In einem fremden Land ist vieles ein Buch mit sieben Siegeln. Besonders schwer ist die Eingewöhnung für Analphabeten. Im «Treffpunkt» erzählen Menschen, wie sie hier in der Schweiz nicht nur eine neue Sprache, sondern auch erstmals das Lesen und Schreiben lernen.

Hand hält Stift über Notizblock.
Bildlegende: Lesen und schreiben zu lernen ist nicht überall selbstverständlich. keystone

860 Millionen - so viele Menschen weltweit leiden an Analphabetismus: Sie können nicht die kleinste Notiz lesen, geschweige denn sie selber schreiben. Ein schweres Handicap im Alltag. Tausende von ihnen müssen zudem ihre Heimat verlassen und landen beispielsweise in der Schweiz, wo sie an ein weiteres Hindernis geraten: Deutsch.

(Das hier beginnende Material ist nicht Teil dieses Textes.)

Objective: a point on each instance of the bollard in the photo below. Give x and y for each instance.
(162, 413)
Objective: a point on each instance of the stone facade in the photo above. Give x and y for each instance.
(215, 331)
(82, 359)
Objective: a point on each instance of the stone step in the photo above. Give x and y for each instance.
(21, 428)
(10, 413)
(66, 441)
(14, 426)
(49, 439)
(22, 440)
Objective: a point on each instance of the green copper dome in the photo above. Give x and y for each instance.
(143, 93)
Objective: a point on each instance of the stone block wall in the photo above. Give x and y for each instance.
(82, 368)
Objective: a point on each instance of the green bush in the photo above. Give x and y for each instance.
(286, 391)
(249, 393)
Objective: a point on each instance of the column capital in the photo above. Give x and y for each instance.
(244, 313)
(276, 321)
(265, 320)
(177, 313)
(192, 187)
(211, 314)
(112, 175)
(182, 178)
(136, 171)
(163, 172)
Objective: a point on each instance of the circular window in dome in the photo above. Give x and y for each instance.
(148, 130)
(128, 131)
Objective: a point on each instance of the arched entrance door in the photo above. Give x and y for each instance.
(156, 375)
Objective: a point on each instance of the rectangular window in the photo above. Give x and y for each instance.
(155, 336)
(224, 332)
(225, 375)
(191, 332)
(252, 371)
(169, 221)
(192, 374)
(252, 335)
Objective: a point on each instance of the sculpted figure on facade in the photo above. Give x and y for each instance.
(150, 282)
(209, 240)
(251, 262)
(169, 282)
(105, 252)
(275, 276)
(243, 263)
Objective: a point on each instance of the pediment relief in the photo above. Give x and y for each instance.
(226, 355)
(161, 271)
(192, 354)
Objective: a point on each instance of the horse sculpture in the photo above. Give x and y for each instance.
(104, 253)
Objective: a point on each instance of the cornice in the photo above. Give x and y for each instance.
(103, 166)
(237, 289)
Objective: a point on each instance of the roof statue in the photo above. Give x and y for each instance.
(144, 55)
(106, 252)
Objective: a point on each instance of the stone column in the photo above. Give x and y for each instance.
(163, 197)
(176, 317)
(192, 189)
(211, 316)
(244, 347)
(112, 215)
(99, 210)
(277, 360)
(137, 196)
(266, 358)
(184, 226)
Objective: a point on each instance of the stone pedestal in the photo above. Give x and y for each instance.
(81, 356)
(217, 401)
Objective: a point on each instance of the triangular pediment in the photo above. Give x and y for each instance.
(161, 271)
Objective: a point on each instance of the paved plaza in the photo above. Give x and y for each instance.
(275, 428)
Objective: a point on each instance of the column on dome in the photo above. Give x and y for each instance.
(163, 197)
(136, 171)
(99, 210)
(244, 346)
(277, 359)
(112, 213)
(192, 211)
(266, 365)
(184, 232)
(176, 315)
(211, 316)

Lehrerinnen wie Katharina Schwab helfen, diese Hürden zu überwinden. Mit Kursen, die sich an Erwachsene richten, aber auf den Schulbüchern basieren, mit welchen Kinder lesen und schreiben lernen. Im «Treffpunkt» erzählt sie, warum ihre Schülerinnen und Schüler am besten lernen, wenn sie selbständig arbeiten.